Met het tweede punt, de psychosociale verklaring voor moeheid, komen de briefschrijvers op een moeilijk terrein. Psychologische factoren spelen een rol van betekenis bij CVS, zoals door Vercoulen in zijn proefschrift is aangetoond.2 Hoewel CVS niet als een bijzondere vorm van depressie kan worden beschouwd, komt depressie bij ongeveer eenderde van de patiënten voor.3 Omgekeerd ziet men bij depressie ook moeheid en de differentiaaldiagnose is zelfs voor ervaren specialisten niet altijd gemakkelijk. Wat betreft slaapstoornissen en vermoeidheid is het evenzo dikwijls de vraag welk van de twee symptomen primair is. Kortom, het is niet zo eenvoudig om op grond van psychosociale ‘verklaringen’ de diagnose ‘CVS’ te verwerpen.

Het derde punt van Koehoorn et al. betreft de zorgvuldigheid bij de diagnose ‘CVS’. De klinische les van Elving en mij in hetzelfde nummer van het Tijdschrift (1997:1505-7) geeft duidelijk aan hoe belangrijk wij zorgvuldig onderzoek vinden en waar men naar zou moeten kijken . Een allesomvattende richtlijn is gezien het grote aantal ziekten dat met moeheid gepaaard gaat vrijwel niet te geven. Dergelijke ziekten ‘verraden’ zich echter meestal door bijkomende klachten en worden doorgaans duidelijker in de loop van de tijd. De kritiek op de formulering in de richtlijn deel ik niet; er staat dat de arts de diagnose kan stellen, niet dat hij de diagnose moet stellen.

J.W.M. van der Meer
Literatuur
  1. Lamberts H. In het huis van de huisarts. Verslag van het transitieproject. 1e dr. Lelystad: Meditekst, 1991.
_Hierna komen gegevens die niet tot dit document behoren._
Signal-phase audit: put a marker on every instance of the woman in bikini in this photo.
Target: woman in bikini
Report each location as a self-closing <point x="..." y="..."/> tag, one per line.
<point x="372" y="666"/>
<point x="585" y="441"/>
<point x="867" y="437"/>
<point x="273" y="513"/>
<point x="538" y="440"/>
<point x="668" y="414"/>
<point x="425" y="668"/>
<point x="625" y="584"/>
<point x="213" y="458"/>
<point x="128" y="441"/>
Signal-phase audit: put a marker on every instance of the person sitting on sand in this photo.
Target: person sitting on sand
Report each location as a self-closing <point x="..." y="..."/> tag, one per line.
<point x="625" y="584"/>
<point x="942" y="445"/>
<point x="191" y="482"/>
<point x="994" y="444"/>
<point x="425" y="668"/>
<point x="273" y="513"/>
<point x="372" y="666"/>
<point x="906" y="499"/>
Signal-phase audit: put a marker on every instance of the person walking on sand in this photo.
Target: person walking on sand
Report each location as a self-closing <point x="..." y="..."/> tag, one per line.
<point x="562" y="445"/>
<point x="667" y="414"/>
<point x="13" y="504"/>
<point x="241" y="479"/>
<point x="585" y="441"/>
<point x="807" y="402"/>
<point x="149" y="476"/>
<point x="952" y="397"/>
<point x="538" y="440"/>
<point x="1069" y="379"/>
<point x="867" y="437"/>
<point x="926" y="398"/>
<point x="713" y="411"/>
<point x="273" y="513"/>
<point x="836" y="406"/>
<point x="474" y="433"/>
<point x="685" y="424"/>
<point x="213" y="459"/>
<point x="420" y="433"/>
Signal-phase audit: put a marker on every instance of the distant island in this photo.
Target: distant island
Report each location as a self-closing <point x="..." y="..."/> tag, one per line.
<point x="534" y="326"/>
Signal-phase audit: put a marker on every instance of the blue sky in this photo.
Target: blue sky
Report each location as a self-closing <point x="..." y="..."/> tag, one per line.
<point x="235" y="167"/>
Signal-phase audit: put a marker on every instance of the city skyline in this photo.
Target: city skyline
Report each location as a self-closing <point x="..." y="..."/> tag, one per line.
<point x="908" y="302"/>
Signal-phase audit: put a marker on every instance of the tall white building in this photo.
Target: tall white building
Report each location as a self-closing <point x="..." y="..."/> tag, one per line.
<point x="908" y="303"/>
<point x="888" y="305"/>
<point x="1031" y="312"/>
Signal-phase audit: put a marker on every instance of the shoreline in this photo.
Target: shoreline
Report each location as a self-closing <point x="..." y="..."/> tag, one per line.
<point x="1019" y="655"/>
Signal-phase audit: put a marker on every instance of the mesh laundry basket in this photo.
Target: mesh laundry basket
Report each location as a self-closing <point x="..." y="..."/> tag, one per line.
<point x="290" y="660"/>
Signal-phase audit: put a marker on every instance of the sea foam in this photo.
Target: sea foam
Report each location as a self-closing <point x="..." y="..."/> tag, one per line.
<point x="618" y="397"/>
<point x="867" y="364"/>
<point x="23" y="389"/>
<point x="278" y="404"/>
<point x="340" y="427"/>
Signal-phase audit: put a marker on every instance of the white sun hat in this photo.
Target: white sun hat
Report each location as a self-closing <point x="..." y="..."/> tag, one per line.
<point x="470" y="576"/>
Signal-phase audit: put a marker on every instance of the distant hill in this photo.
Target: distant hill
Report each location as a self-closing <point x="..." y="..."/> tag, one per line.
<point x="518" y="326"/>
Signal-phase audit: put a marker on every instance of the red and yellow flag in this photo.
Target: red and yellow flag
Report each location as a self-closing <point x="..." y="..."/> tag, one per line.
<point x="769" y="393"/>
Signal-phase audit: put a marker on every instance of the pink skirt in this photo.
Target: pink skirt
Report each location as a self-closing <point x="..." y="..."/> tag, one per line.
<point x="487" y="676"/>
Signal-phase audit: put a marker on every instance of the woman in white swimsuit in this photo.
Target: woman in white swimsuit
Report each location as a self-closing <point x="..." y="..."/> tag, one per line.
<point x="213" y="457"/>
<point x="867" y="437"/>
  2. Vercoulen JHMM. Chronic fatigue syndrome: assessment and psychological processes as perpetuating factors [proefschrift]. Nijmegen: Katholieke Universiteit Nijmegen, 1997.

  3. Vercoulen JHMM, Swanink CMA, Fennis JFM, Galama JMD, Meer JWM van der, Bleijenberg G. Dimensional assessment of chronic fatigue syndrome. J Psychosom Res 1994;38:383-92.